Ekahau designs and manufactures real time location system tags that operate on WiFi-standard networks, and develops positioning software for integrating RTLS data into other applications. Its tag line includes models that provide two-way communication, blinking LEDs and integrated sensors. The company tries to differentiate itself from makers of other WiFi and RTLS technologies by focusing on products and applications that go beyond basic asset tracking, where more precision, data or two-way communication are needed.

Ekahau sells its products exclusively through partners, including systems integrators, wireless LAN solution providers and equipment makers who OEM Ekahau's products into their own. The indirect sales approach has diversified Ekahau across multiple industries, with customer concentrations in healthcare, retail, manufacturing, mining, oil & gas operations and government.

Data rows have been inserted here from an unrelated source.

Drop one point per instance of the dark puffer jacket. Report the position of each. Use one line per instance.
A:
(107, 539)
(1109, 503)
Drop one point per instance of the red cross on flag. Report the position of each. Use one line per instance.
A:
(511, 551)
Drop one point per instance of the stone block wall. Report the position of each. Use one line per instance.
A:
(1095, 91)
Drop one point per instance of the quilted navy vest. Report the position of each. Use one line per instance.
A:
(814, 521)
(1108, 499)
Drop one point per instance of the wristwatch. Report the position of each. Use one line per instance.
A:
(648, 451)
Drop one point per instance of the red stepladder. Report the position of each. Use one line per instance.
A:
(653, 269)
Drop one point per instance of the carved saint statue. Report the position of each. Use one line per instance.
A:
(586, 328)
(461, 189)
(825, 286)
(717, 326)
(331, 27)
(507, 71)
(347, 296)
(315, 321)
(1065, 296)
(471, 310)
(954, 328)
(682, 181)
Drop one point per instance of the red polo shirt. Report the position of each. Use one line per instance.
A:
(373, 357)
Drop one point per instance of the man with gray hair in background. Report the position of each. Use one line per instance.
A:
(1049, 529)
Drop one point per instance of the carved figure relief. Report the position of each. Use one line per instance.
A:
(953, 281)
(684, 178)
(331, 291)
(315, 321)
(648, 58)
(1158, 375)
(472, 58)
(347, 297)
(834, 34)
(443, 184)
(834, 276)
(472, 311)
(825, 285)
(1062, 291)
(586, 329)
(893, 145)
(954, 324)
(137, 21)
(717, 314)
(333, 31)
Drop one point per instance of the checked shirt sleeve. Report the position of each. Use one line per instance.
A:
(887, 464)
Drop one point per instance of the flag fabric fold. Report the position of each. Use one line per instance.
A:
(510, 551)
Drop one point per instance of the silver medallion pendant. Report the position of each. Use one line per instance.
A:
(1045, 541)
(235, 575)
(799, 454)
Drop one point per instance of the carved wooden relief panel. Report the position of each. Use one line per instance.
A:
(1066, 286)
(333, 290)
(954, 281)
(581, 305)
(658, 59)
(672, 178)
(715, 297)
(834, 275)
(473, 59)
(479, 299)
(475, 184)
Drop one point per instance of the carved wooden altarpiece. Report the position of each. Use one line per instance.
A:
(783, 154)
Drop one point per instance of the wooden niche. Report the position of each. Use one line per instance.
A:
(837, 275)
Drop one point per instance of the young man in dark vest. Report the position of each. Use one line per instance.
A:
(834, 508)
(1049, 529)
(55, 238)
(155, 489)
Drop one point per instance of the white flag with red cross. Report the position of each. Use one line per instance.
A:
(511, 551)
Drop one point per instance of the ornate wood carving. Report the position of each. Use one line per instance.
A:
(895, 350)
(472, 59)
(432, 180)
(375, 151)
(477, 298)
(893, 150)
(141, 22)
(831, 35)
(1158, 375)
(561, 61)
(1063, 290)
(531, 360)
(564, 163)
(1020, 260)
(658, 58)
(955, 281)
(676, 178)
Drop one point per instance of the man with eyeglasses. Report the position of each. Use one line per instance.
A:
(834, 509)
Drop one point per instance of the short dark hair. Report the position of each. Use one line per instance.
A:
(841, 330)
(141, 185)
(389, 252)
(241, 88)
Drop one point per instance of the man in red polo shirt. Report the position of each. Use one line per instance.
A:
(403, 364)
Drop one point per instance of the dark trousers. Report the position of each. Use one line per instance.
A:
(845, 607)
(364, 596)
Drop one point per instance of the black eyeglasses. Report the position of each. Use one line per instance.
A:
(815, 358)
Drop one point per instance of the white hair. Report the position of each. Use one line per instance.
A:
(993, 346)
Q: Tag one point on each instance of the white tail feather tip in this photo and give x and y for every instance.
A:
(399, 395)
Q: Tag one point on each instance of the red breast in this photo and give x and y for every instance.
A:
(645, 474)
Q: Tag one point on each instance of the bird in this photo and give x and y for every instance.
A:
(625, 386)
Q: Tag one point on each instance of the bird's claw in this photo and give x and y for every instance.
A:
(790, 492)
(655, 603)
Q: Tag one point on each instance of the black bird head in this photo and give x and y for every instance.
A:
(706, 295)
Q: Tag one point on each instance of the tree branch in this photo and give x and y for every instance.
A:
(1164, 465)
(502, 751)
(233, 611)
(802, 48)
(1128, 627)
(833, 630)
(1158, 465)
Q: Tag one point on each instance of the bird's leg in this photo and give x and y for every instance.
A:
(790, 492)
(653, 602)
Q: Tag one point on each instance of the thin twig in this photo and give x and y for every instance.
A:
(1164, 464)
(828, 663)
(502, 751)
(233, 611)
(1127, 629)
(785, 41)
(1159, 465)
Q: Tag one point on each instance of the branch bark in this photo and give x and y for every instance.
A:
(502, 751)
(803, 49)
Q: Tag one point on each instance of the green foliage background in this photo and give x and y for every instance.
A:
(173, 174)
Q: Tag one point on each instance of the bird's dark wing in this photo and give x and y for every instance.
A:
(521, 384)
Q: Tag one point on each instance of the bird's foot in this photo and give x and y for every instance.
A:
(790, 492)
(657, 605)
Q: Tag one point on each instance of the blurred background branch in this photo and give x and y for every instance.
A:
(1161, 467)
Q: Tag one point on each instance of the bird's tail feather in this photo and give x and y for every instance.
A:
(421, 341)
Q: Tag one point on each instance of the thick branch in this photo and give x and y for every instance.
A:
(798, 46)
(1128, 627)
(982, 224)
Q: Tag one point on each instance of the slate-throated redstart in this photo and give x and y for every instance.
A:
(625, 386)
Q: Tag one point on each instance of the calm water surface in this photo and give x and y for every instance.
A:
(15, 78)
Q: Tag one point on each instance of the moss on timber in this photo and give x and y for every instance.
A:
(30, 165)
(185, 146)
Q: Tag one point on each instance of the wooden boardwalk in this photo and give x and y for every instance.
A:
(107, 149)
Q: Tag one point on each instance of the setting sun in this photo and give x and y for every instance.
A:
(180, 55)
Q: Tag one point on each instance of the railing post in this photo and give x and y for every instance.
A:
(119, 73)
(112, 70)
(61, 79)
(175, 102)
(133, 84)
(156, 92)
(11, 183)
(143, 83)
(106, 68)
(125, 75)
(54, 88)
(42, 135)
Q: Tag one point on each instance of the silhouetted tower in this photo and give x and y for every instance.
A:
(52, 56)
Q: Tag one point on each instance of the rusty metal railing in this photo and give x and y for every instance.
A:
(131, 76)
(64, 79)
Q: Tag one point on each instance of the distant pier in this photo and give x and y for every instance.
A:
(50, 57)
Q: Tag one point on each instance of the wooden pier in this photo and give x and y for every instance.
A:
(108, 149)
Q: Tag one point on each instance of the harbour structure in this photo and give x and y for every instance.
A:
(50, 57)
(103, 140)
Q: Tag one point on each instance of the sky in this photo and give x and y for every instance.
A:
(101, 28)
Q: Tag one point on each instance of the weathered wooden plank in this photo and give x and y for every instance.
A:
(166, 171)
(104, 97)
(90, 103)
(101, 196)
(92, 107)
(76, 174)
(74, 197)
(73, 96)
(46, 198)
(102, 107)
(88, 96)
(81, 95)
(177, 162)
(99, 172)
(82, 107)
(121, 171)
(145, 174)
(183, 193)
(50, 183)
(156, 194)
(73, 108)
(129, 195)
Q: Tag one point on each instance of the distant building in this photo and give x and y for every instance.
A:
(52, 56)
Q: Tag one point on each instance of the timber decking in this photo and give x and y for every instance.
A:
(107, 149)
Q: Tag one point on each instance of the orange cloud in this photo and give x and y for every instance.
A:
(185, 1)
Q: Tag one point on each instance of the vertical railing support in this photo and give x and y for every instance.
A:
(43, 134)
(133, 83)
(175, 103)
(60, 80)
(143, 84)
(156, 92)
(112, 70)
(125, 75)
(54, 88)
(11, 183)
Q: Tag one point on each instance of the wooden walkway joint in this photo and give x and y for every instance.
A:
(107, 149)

"Our go-to-market strategy is the same around the world. We are fortunate because there is a good base of companies who understand how to sell and install WiFi," said Rutanen.

Ekahau goes where opportunity is, but plans to stay firmly anchored to the WiFi industry, despite the promise shown by other RTLS technologies. The first well-known RTLS systems featured proprietary, non-WiFi technologies, and lately ultra-wideband (UWB) RTLS has been gaining favor because of its high accuracy. Several other effective technologies also hold down niches in the RTLS market. Rather than competing with multiple technologies and dozens of vendors based on frequencies, algorithms and other technical specs, Ekahau is betting on the biggest market.

"You need acts of God to get major corporations to start wiring proprietary systems into their facilities," said Rutanen. "There is more money being invested in WiFi today than in any other technology that falls under the RFID umbrella. All of the WiFi infrastructure vendors -- the Ciscos, the Arubas, the Tropos, etc. -- have really embraced RTLS. They educate the market and promote the technology, which wasn't the case five years ago."

Such support has raised awareness for WiFi to levels not enjoyed by other RTLS technologies. The support, coupled with the ever-growing base of wireless LAN installations, provides a very solid market opportunity. It also creates unusual ones, and Ekahau remains ready to pursue them.

"Being in this industry is a lot of fun. A lot of the ideas we get for how to use WiFi come right from the customers themselves," said Rutanen. "There's never a boring day here in terms of hearing what people want to do with this technology."